Nel pensiero di Antonella, e questo è particolarmente evidente nel suo volume Mistica e coscienza. Vedere dentro (2024), l’esperienza mistica è strettamente connessa al concetto di coscienza.
Antonella, con una formazione specializzata in Filosofia, richiama spesso la tradizione della filosofia greca, che ha avuto un impatto determinante sulla nascita del pensiero cristiano. Nell’antichità, la coscienza era intesa come esperienza interiore radicata nella conoscenza profonda di sé. Pensatori come Platone e Plotino ci ricordano che la vera conoscenza implica un confronto continuo tra ciò che proviene dall’esterno e ciò che è inscritto nel profondo di noi stessi. Plotino, uno dei riferimenti fondamentali del pensiero neoplatonico, descrive la contemplazione come un processo di autoriflessione: un movimento dell’anima che rimane radicata in sé stessa, evitando dispersioni verso l’esterno. Questo processo implica una risalita verso l’Uno, il principio originario.
Antonella spiega che la tradizione biblica enfatizza la centralità del cuore (lev in ebraico). Il cuore è il luogo dell’ascolto, il contenitore della sapienza originaria impressa nell’essere con l’atto creativo. La coscienza, intesa etimologicamente come cum scire (“conoscere insieme”), opera questo confronto continuo tra esterno e interno, tra ciò che i sensi percepiscono e ciò che il cuore riconosce come vero. Senza questo confronto, si rischia di smarrirsi in apparenze illusorie o inganni della mente.
In questa prospettiva, spiega Antonella, la mistica e la coscienza non sono opposte, ma complementari. La mistica apre la strada alla conoscenza sapienziale, mentre la coscienza la integra e la rende operativa nella vita quotidiana. Questa dialettica è il motore dell’evoluzione spirituale: un processo che consente alla sapienza profonda inscritta in noi di emergere e incarnarsi. È una via che unisce l’interiorità alla realtà esterna, il mistero al sensibile, portando a una visione sempre più ampia e inclusiva del reale.
Un altro punto fondamentale su cui Antonella spesso pone l’attenzione è il rapporto con la scienza e il metodo scientifico, sottolineando che non si può prescindere dall’integrazione tra i due piani: quello esteriore, materiale, e quello interiore, spirituale. Una conoscenza che ignora il confronto con l’interiorità perde il senso profondo del reale, e rischia di diventare un sapere frammentato, incapace di guidare verso la verità ultima. Solo un dialogo tra scienza e sapienza può condurre a una comprensione completa e armoniosa del mistero dell’esistenza. La scienza, quando si muove senza equilibrio, rischia di diventare una ricerca a ruota libera. Anche nella Bibbia, spiega Antonella, il fondamento della conoscenza è la prudenza. La scala che scende dal cielo va salita gradualmente; cercare di costruirla da soli, come nella Torre di Babele, diventa un atto titanico destinato al fallimento, poiché nasce dalla sfida e non dalla sapienza.
Per questo, la scienza deve integrarsi con una via sapienziale e contemplativa. Quest’ultima è una conoscenza recettiva, che si fa canale di ciò che è inscritto nel profondo dell’essere umano. È proprio questa unione che permette di cogliere il significato autentico di coscienza, intesa come cum scire, “conoscere insieme” interno ed esterno.
Nella prospettiva di Antonella, lo spazio-tempo, dal punto di vista spirituale, può essere inteso come una manifestazione limitata dell’eterno e dell’infinito. È la dimensione in cui l’energia si aggrega in forme e misure.

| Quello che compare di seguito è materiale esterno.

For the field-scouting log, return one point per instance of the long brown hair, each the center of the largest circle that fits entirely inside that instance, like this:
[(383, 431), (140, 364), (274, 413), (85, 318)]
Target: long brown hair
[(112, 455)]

Tuttavia, non esiste una linea netta di demarcazione tra misurabile e incommensurabile: avanzando nella conoscenza, ci si spinge verso l’infinitamente grande o piccolo, ma non si può pensare di misurare l’infinito, poiché esso non è uno spazio illimitato ma l’assenza stessa di spazio; così come l’eterno non è un tempo che non finisce mai, ma l’assenza di tempo.

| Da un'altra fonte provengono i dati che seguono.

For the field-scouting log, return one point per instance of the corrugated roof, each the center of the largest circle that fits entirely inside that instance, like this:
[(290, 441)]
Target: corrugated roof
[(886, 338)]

L’esperienza contemplativa è una via che affina progressivamente i sensi, portando a percepire la realtà con una sensibilità sempre più nitida. È un cammino personale, unico per ciascuno, ma con tratti comuni che emergono da tutte le tradizioni mistiche. Questa esperienza ci riporta al nucleo della nostra anima, che è radicata nelle dimensioni superiori e vibra in sintonia con l’infinito.
La via mistica è un cammino, un radicamento. Antonella ci invita a riscoprire la mistica come strumento di consapevolezza, trasformazione, e guarigione spirituale.